The discussion draft is designed to provide more uniform tax treatment for pass-through businesses such as sole proprietorships, partnerships and S corporations.  The discussion draft includes proposals that would spur investment in equipment needed to grow business operations by providing permanent expensing of investments and property under Section 179 of the Tax Code. The document would also simplify tax and accounting practices by expanding the use of the simpler “cash accounting” method to businesses with gross receipts of $10 million or less. In addition, it would provide relief for start-up and organizational costs by establishing a unified deduction for these expenses; and make tax compliance easier for partners and S corporation shareholders by reordering and simplifying the due dates of tax returns for partners and S corporations.

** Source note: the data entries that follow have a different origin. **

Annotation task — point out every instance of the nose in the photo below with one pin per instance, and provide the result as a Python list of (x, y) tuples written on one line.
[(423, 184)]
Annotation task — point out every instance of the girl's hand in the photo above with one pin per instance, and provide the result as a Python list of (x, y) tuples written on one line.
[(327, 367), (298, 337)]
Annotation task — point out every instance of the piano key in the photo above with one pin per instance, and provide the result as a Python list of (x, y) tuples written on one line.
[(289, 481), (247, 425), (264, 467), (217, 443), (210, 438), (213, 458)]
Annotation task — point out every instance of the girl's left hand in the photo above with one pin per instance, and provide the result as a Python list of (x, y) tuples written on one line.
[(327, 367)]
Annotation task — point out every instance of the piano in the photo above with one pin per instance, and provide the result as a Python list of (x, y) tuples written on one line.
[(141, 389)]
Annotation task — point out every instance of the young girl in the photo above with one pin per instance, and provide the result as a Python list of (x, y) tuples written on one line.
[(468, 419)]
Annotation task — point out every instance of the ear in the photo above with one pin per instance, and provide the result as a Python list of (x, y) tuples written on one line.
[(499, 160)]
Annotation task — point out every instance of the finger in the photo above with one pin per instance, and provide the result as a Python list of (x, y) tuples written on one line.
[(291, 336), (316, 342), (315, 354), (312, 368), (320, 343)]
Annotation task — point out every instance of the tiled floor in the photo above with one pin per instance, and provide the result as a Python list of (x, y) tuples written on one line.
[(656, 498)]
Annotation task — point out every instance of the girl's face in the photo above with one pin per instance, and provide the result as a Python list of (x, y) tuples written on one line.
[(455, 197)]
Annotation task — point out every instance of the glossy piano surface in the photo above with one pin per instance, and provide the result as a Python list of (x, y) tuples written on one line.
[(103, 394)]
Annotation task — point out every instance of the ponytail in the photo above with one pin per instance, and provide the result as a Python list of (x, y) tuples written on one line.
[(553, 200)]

In addition, the draft outlines and seeks feedback on two separate options for reform of tax rules governing S corporations and partnerships. Option 1 improves the ability of S corporations to compete, grow and gain access to capital by revising and modernizing current tax rules affecting S corporations and partnerships. Option 2 simplifies the tax treatment of non-publicly traded companies by repealing existing tax rules governing partnerships and S corporations and replacing those rules with a new unified pass-through regime. 

Camp released the new discussion draft on small businesses, in part as a response to the input and feedback the Committee received during three separate hearings held during the 112th Congress that addressed issues critical to business owners.

An overview of the discussion draft along with a detailed summary can be found at the Ways and Means Web site.  Camp encouraged stakeholders to review and comment on the discussion draft and to share feedback with their lawmakers and the Ways and Means Committee.

“The Tax Code ought to be easier to understand and less expensive for small businesses to comply with because every dollar they aren’t spending on taxes is a dollar they have to invest in equipment, start a new production line, hire a new employee or provide more in wages and benefits,” he said. “That is my goal for comprehensive tax reform—a simpler, fairer Tax Code that leads to more jobs and higher wages.”

Camp’s Democratic counterpart on the Ways and Means Committee, ranking member Sander Levin, D-Mich., acknowledged that some of its provisions would attract support from Democrats, but he also encouraged the working groups on the committee that he and Camp recently set up to do their work.

“The draft plan laid out by Chairman Camp includes several proposals that have bipartisan support, including many that were put forward by the Obama administration,” Levin said in a statement. “The working groups that Chairman Camp and I have set up are undertaking important fact-finding. Going forward, we must allow them to do their work to fully understand the strengths and weaknesses of present law, without prejudicing their discussions by suggesting solutions to problems that are still under investigation. As we proceed, Democrats will continue to work toward tax policies that at every step promote both growth and equity and the need for additional revenues to help lower the deficit and sustain vital progress for our citizens.”